Vous connaissiez Balzac le réaliste, voici Balzac le dramaturge farceur qui fait virevolter treize personnages dans une comédie mordante au cynisme insolent. Le ton est vif, les répliques fusent, nous sommes dans un vaudeville financier ou chacun ment et appâte l'autre, et en particulier Mercadet, personnage central fascinant d'aisance dans le mensonge et l'affabulation.

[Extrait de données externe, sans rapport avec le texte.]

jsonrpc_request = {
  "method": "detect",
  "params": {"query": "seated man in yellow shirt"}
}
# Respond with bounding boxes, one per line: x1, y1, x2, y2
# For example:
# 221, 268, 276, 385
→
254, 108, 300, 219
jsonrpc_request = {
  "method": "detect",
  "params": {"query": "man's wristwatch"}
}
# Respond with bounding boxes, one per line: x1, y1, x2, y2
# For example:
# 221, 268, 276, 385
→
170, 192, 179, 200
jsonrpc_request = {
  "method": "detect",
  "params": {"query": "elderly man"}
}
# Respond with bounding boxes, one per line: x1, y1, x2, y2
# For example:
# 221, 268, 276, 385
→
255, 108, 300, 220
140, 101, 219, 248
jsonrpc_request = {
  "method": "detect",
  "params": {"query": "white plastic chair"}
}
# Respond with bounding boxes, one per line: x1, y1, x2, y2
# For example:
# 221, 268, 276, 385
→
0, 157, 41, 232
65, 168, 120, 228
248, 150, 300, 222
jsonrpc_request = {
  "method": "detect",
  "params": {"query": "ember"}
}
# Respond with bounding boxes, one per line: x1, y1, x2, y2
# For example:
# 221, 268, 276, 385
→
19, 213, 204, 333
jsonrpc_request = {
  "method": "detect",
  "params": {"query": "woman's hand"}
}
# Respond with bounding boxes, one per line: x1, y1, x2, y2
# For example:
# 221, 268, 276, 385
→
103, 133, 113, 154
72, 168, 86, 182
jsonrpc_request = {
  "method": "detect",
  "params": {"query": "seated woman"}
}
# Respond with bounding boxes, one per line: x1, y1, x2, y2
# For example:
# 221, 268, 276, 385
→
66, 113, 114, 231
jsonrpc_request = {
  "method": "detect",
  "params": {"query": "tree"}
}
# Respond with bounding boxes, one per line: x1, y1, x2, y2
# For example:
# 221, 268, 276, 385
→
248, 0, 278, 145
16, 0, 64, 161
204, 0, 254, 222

Emmanuel Demarcy-Mota a imaginé une magnifique farce où le cynisme est tourné en burlesque, où les personnages deviennent risibles, pathétiques, ridicules, et même attendrissants, parfois, dans leur quête d'enrichissement. Serge Maggiani est un superbe Mercadet, froid, aimable, affable, parfaitement hypocrite et calculateur. A ses cotés, Valérie Dashwood (Madame Mercadet) est une délicieuse bourgeoise alcoolisée tandis que Jauris Casanova impressionne en amoureux transi-clown triste. Tous les autres sont au diapason et composent une galerie de personnages tragi-burlesques étonnants de drôlerie. Ils chantent aussi : des intermèdes viennent ponctuer la pièce avec entre autres Money des Pink Floyd ou de Abba, apportent encore plus de modernité à ce texte intemporel.

Modernité aussi dans les costumes contemporains et le décor, tout en pans inclinés qui se lèvent et se rabattent au fil du texte, mettant les comédiens sans arrêt en équilibre fragile, tout comme l'est le cours de la bourse ou la situation de Mercadet. N'oublions pas les superbes lumière et scénographie de Yves Collet, toutes en clairs-obscurs, rais lumineux et froids, véritable plaisir des yeux tout autant que la mise en scène.

Un vrai plaisir donc, que ce Faiseur drôlement cynique et cyniquement drôle.